The plays would be tricky enough to produce separately. There's not a likable character in either one, and both plots are almost static. Combining them makes success all the more difficult because they have almost nothing in common -- not genre, not style, not subject matter. Their marriage feels not jarring or artistically interesting so much as it does totally random -- and bewildering.

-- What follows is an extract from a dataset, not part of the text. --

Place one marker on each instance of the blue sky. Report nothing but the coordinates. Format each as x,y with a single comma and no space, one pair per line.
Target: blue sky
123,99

Day of Absence does have some comedic merits. Written in 1965, the play is about a fictional Jim Crow town whose "negras" (a term created for this update that includes black people and Hispanics) have all magically disappeared, leaving the white residents with shoes unshined, bathrooms uncleaned, and babies' diapers unchanged. The diverse cast members sport clownish white masks, exaggerating gestures and speech to match -- their "Cinco de Mayo" sounds like a condiment -- reversing the minstrelsy tradition to caricature white Southerners.
What makes all this work is the pan-phonic beatboxing of Carlos Aguirre, whose rhythms create everything from the knocking on a door to the white people's "peculiar feeling" that something's amiss before they realize that their "darkies" and "chickaboos" have vanished. His music is so contagious that the characters occasionally can't resist dropping what they're doing and dancing to it, which becomes a delightful suggestion that white people get their strength in part from empowering personal soundtracks -- from an African musical tradition, no less.

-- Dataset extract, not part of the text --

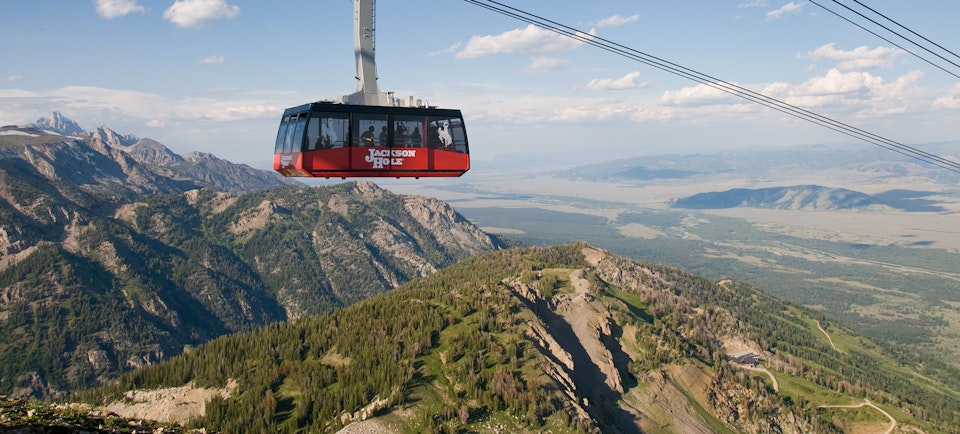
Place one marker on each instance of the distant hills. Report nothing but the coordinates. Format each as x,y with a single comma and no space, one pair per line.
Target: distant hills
116,252
808,198
802,197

But even Aguirre can't save this play from its central problem: while brave and potent in 1965, it lacks similar power now. It's hilarious and compelling to see nonwhite actors mock "crackas" at first, but the bombardment of one cartoonish white Southern stereotype after another soon makes this play feel like a repeating loop. It either recycles different versions of the same joke, or it ridicules prejudices so absolutist and explicit that it feels too easy for today's audiences -- much as its appended references to the Tea Party and the immigration debate try to bridge the temporal gap.
The second drama, Almost Nothing, would be hard enough to get into on its own, but after the antics of the first, it takes a special mental effort. The show opens with a clearly shaken but affluent couple (Rhonnie Washington and Kathryn Tkel) spending an entire scene talking about a headache. The dialogue and rhythm feel startlingly real -- with sentences to nowhere and the gaping silences that follow them. But after the zippy chatter of the first show, it's tough to summon the patience for the second one, especially once it becomes apparent that the whole story -- about a hit and run, some hush money and a more deliberate murder -- is going to unfold just as the opening.

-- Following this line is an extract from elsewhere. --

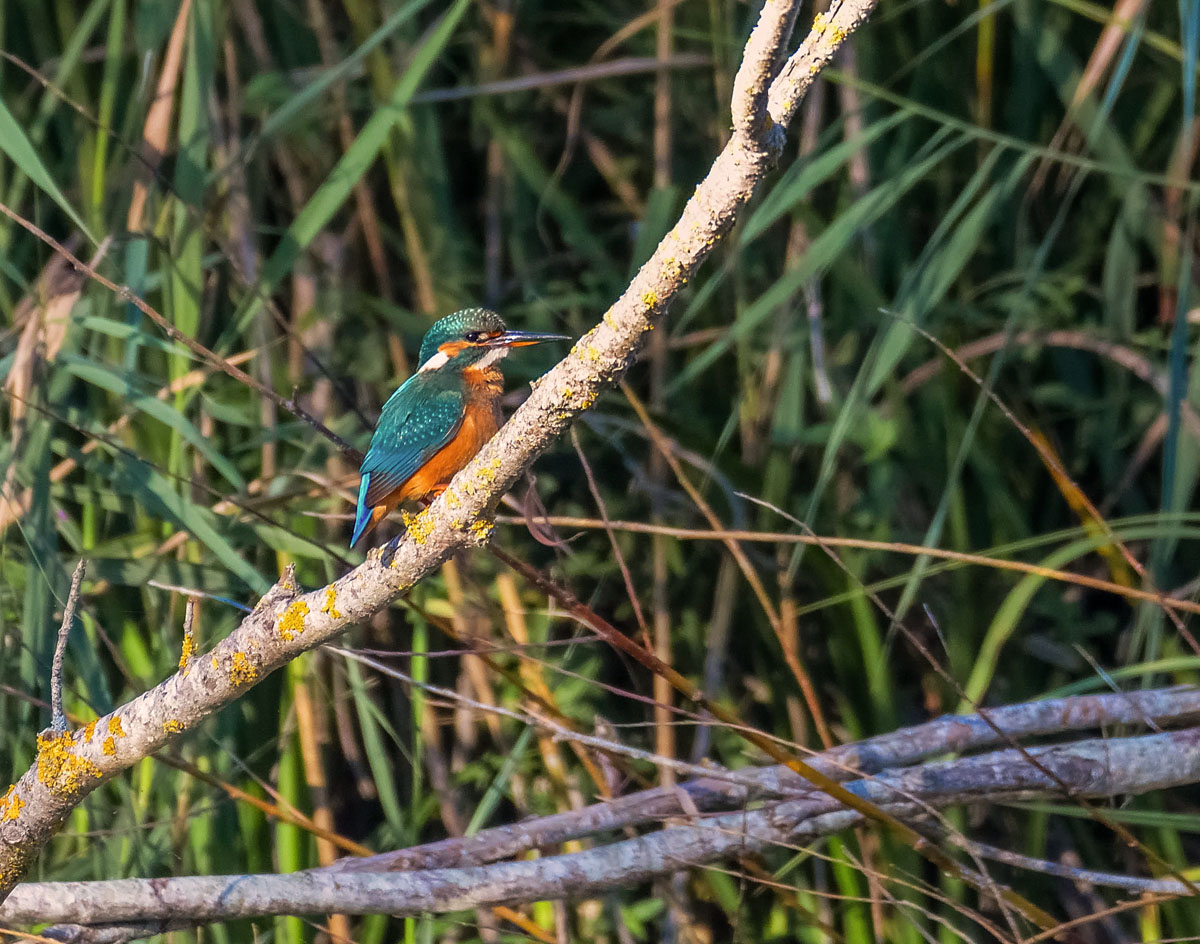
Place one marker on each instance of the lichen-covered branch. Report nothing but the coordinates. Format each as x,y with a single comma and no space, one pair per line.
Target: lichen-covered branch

The details trickle in as veritable drops of plot that swell in a leaky faucet before, eons later, they gather enough weight to fall. It's particularly frustrating that with all this time for subtext, it doesn't become apparent until the last scene that this play is actually about the dissolution of a comfortable marriage, as each discovers the evil his or her partner is capable of.
It's an unfortunate inauguration of the theater's new Post Street home, but the production does raise interesting questions: If a one-act were written today about the disappearance of minorities, would contemporary white people react differently? What language would they use to discuss it? And what play could be paired with this one to reveal new shades of meaning, as opposed to just rounding out the evening?
Day of Absence and Almost Nothing continue through Nov. 20 at the Lorraine Hansberry Theatre, 450 Post (at Powell), S.F. Admission is $43-$53.